Malgré les imposantes manifestations de samedi, les politiciens au pouvoir à Washington ne semblent pas vouloir mieux encadrer la vente des armes à feu. Rassurons-nous : à Ottawa, c'est différent.

Le gouvernement de Justin Trudeau vient de déposer un projet de loi visant à resserrer le contrôle des armes à feu au pays. Bien évidemment, notre législation actuelle est en général plus stricte que ce qui a cours chez nos voisins du Sud. Mais c'est moins vrai qu'auparavant, car le gouvernement conservateur de Stephen Harper a travaillé fort pour la diluer lorsqu'il était au pouvoir.

Il n'a pas seulement aboli le registre des armes d'épaule, il a pris certaines autres initiatives moins remarquées, mais qui avaient le même objectif : atténuer l'impact de la Loi sur les armes à feu.

Des changements qui, par exemple, avaient éliminé l'obligation faite aux vendeurs d'armes à feu de vérifier si les acheteurs possédaient un permis valide pour les armes non restreintes (la majorité des armes vendues au Québec). Une autre modification permettait aux propriétaires d'armes à autorisation restreinte (comme bon nombre d'armes semi-automatiques) de les transporter dans leur véhicule, pratiquement presque partout où ils le souhaitaient.

Encore plus difficile à justifier, Stephen Harper avait décidé de politiser le processus par lequel les armes à feu sont classifiées au pays.

Avant son règne, il revenait à la GRC de décider à quelle catégorie appartenait chacune des armes en vente au pays. Les conservateurs, pour des raisons qui n'avaient rien à voir avec la sécurité des Canadiens, ont décidé de s'approprier ce pouvoir.

Tel que promis en campagne électorale, le gouvernement Trudeau vient donc d'annoncer son intention d'infirmer - en tout ou en partie - ces décisions malavisées prises au cours de la dernière décennie. On ne peut que s'en réjouir. Mais plusieurs restent néanmoins sur leur faim. Avec raison.

Ceux qui militent, au Québec, pour un meilleur contrôle des armes à feu se disent déçus par le manque d'ambition du projet de loi libéral. On les comprend.

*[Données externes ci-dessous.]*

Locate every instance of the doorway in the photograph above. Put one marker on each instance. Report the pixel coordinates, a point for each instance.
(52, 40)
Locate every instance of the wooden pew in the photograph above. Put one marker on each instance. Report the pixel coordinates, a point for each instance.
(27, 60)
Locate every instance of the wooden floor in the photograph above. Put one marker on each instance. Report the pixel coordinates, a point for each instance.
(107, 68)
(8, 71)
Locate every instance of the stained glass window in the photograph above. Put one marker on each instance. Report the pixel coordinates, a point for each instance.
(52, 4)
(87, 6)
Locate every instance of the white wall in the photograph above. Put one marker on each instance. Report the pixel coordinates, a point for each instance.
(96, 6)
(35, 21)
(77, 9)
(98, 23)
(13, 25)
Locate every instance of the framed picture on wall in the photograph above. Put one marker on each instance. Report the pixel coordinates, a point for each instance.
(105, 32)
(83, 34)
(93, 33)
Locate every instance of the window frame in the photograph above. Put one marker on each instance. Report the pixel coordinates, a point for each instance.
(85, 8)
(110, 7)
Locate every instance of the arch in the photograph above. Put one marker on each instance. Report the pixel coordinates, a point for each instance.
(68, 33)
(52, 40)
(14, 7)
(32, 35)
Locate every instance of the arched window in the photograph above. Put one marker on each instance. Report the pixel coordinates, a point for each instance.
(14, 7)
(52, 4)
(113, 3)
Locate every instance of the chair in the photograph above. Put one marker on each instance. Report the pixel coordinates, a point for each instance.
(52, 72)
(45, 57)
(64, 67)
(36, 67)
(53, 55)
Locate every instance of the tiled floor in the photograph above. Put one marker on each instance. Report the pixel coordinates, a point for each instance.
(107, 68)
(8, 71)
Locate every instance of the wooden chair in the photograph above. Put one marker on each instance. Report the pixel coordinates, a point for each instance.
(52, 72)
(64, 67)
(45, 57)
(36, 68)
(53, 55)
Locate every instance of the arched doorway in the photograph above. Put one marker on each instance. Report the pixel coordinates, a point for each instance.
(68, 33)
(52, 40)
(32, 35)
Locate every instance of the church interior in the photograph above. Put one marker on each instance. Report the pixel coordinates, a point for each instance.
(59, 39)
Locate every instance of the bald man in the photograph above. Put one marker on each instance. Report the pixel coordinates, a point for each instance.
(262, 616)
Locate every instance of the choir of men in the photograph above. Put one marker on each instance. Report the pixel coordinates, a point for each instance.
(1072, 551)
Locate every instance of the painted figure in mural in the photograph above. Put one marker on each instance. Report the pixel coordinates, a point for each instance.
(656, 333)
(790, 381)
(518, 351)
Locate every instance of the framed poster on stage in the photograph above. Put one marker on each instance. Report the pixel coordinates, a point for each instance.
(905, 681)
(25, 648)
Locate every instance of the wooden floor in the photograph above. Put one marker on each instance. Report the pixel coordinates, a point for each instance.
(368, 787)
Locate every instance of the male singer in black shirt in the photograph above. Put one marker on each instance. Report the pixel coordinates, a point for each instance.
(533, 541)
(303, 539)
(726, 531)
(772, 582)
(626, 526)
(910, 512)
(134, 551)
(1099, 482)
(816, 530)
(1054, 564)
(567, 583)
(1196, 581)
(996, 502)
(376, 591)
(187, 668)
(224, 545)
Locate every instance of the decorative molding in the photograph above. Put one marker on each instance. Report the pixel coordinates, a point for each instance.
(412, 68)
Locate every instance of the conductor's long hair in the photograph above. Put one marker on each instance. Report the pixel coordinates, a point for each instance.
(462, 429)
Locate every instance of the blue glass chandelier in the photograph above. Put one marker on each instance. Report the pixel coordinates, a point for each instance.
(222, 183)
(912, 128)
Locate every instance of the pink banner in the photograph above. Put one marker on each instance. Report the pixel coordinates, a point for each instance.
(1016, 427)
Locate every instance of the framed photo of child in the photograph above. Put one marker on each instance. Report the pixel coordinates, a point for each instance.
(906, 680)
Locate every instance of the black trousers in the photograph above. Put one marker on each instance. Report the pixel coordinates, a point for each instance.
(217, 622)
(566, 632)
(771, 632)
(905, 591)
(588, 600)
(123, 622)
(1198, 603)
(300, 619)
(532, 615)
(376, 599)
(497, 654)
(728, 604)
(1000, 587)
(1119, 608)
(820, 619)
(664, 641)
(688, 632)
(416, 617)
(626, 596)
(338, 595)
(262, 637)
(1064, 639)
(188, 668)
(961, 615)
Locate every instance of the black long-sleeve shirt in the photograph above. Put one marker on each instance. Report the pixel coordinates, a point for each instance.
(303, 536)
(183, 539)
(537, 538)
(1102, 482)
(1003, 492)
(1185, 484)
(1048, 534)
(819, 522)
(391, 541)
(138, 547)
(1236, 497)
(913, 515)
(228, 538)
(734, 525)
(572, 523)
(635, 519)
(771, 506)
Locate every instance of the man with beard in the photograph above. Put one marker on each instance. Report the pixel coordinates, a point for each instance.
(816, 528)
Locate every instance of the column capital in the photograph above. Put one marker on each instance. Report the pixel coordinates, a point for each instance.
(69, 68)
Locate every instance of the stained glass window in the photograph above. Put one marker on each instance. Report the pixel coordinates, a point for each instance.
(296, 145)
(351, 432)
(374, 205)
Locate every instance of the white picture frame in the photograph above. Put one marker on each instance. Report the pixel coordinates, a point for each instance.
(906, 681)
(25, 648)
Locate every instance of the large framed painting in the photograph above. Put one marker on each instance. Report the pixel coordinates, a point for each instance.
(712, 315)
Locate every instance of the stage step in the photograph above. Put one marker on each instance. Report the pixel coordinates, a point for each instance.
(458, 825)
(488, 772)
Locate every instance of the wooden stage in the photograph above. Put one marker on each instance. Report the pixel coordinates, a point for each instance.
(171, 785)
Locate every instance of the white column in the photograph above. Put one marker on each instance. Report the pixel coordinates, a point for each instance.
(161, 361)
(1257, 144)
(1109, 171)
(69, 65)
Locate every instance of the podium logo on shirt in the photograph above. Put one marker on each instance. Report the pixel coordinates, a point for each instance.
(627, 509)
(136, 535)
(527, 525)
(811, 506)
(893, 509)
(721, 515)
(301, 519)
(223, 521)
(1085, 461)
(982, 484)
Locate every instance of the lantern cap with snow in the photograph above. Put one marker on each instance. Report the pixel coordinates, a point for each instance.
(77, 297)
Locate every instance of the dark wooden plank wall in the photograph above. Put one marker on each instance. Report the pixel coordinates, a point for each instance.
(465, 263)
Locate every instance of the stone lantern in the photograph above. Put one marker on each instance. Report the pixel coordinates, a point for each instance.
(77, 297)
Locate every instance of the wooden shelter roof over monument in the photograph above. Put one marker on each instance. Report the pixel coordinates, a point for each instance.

Car si le gouvernement de Justin Trudeau tente de réparer les dégâts faits par celui de Stephen Harper, il ne va pas beaucoup plus loin. Il innove en ce qui concerne l'examen des antécédents des futurs acheteurs d'armes à feu, permettant des vérifications qui vont au-delà des cinq années qui précèdent la demande de permis. C'est bien, mais ça aura un impact limité.

C'est comme si les libéraux se contentaient de réparer la maison endommagée par le propriétaire qui l'habitait avant eux, mais sans la rénover. On colmate les brèches, mais on n'améliore pas la structure. Pourtant, incontestablement, la Loi sur les armes à feu gagnerait à être modernisée.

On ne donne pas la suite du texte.